Fresh haddock is a wonderfully lean white fish option for your baby! This recipe brings together several of the usual favorites for a tasty meal that can be served as a fine puree or coarsely mashed for older babies.
Age:30 weeks +
Time: | 10 mins |
Makes: | 1 1/2 cups |
Ingredients:
175g haddock fillet
1/2 leek
50g frozen sweetcorn
25g butter
1 and 1/2 flour
120ml of milk
1 egg yolk
50g grated cheese
Directions:
Place the trivet on the bottom of the Instant Pot inner pot and add 1 cup of water.
Place the haddock fillet in an ovenproof dish with a spot of butter and some lemon juice, place on the trivet.
In another glass dish or jar add the sweetcorn to the trivet.
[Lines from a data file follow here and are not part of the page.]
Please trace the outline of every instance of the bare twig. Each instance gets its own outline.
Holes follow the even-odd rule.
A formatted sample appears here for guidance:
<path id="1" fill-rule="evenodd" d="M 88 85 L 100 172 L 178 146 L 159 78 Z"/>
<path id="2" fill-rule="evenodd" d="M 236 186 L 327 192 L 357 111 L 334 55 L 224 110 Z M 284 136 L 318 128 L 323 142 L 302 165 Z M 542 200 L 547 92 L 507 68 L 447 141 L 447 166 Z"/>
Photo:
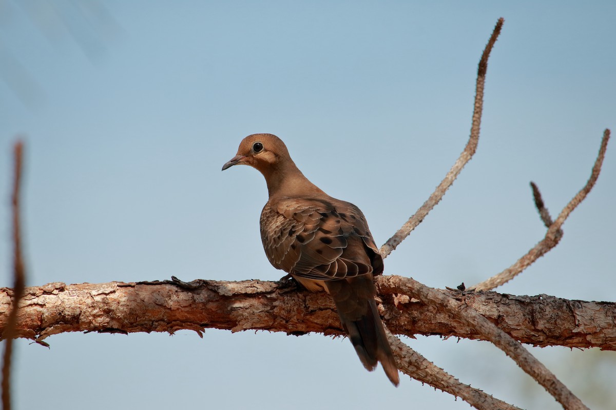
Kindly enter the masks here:
<path id="1" fill-rule="evenodd" d="M 543 239 L 535 245 L 535 247 L 529 251 L 526 254 L 519 259 L 516 263 L 503 272 L 495 275 L 480 283 L 470 286 L 469 289 L 474 289 L 475 290 L 490 290 L 506 283 L 558 245 L 558 242 L 562 237 L 562 231 L 561 229 L 562 224 L 564 223 L 571 212 L 580 205 L 580 202 L 584 200 L 586 195 L 588 194 L 588 192 L 594 186 L 594 183 L 597 181 L 597 178 L 599 178 L 599 174 L 601 171 L 601 165 L 603 164 L 603 159 L 606 156 L 607 141 L 609 141 L 609 139 L 610 130 L 606 129 L 603 133 L 601 146 L 599 149 L 599 154 L 597 156 L 597 159 L 594 161 L 594 165 L 593 166 L 593 171 L 591 173 L 590 178 L 588 179 L 588 182 L 586 183 L 584 187 L 580 189 L 575 196 L 569 201 L 567 206 L 562 208 L 556 220 L 553 223 L 549 224 L 548 227 L 548 232 L 546 232 Z M 533 186 L 533 192 L 535 191 L 535 188 L 536 186 Z M 538 193 L 539 191 L 537 190 L 536 192 Z M 543 205 L 543 200 L 541 200 L 540 194 L 538 197 L 540 201 L 540 204 L 537 204 L 537 195 L 535 194 L 535 204 L 537 204 L 537 208 L 540 208 L 539 211 L 541 213 L 540 205 Z M 545 209 L 545 207 L 543 207 L 543 209 Z M 549 218 L 549 214 L 548 216 Z M 543 215 L 541 215 L 541 219 L 543 219 Z M 543 220 L 544 223 L 545 223 L 545 219 Z"/>
<path id="2" fill-rule="evenodd" d="M 22 179 L 22 162 L 23 144 L 18 141 L 15 144 L 15 178 L 13 183 L 13 244 L 14 254 L 15 285 L 13 288 L 13 305 L 9 315 L 8 323 L 2 332 L 6 339 L 2 365 L 2 404 L 4 410 L 10 410 L 10 365 L 13 352 L 13 337 L 17 322 L 17 309 L 25 288 L 25 273 L 22 256 L 21 232 L 20 229 L 19 197 Z"/>
<path id="3" fill-rule="evenodd" d="M 387 285 L 387 278 L 378 276 L 376 286 L 380 287 L 381 282 Z M 26 288 L 14 336 L 44 344 L 54 334 L 111 329 L 125 333 L 215 328 L 343 334 L 331 298 L 324 293 L 289 291 L 288 286 L 271 282 L 200 282 L 202 285 L 190 291 L 166 282 L 55 282 Z M 570 301 L 546 294 L 442 291 L 522 343 L 616 351 L 616 303 Z M 413 301 L 400 296 L 402 293 L 391 286 L 379 291 L 381 312 L 394 334 L 485 340 L 439 304 Z M 0 288 L 0 333 L 6 326 L 12 295 L 12 290 Z M 160 301 L 166 302 L 161 304 Z"/>
<path id="4" fill-rule="evenodd" d="M 498 19 L 492 35 L 488 41 L 488 44 L 484 50 L 484 53 L 481 56 L 479 61 L 479 66 L 477 73 L 477 84 L 475 92 L 475 106 L 472 112 L 472 124 L 471 126 L 471 136 L 464 151 L 460 154 L 458 160 L 456 160 L 453 166 L 445 176 L 445 178 L 436 187 L 434 192 L 432 193 L 430 197 L 428 199 L 423 205 L 415 215 L 411 216 L 408 221 L 405 223 L 400 229 L 398 230 L 394 236 L 389 238 L 387 241 L 381 246 L 381 254 L 383 258 L 386 258 L 391 253 L 392 251 L 396 248 L 400 243 L 404 240 L 408 235 L 415 229 L 418 225 L 421 223 L 424 218 L 428 215 L 432 208 L 436 206 L 443 195 L 447 192 L 449 187 L 453 184 L 453 181 L 458 178 L 462 168 L 464 168 L 466 163 L 468 162 L 475 151 L 477 150 L 477 145 L 479 141 L 479 129 L 481 125 L 481 114 L 484 106 L 484 87 L 485 83 L 485 73 L 488 69 L 488 58 L 490 53 L 494 47 L 498 35 L 500 34 L 501 28 L 505 20 L 501 17 Z"/>
<path id="5" fill-rule="evenodd" d="M 519 410 L 519 408 L 495 398 L 485 392 L 461 383 L 451 374 L 403 343 L 390 332 L 386 331 L 397 362 L 398 368 L 403 373 L 422 383 L 427 383 L 435 388 L 461 397 L 464 401 L 479 410 Z"/>
<path id="6" fill-rule="evenodd" d="M 379 284 L 381 287 L 389 285 L 402 290 L 409 296 L 426 302 L 439 303 L 449 313 L 466 321 L 469 326 L 472 326 L 482 333 L 487 340 L 505 352 L 522 370 L 543 386 L 564 408 L 568 410 L 588 409 L 580 399 L 520 343 L 475 310 L 411 278 L 403 278 L 396 275 L 388 276 L 386 277 L 386 280 L 379 281 Z"/>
Turn on the Instant Pot to “Steam” and select 5 minutes. When the timer ends, quick release by turning the steam release to the venting position allowing the steam to escape, the valve will then drop and the lid will unlock, press “Cancel”.
Clean and dry the inner pot and turn the Instant Pot on to “Saute”. Fry the sliced leek in butter until soft, remove the leeks and set aside.
Lower the temperature by pressing “Cancel” then “Saute” adjust to “Less”. Make the cheese sauce by melting the butter in the Instant Pot and stirring in the flour, cook for a few minutes then slowly add the milk and stir until it forms a smooth white sauce. Add the egg yolk and stir until cooked, remove from the heat and stir in the cheese until melted.
Flake the fish and vegetables and add them to the cheese sauce.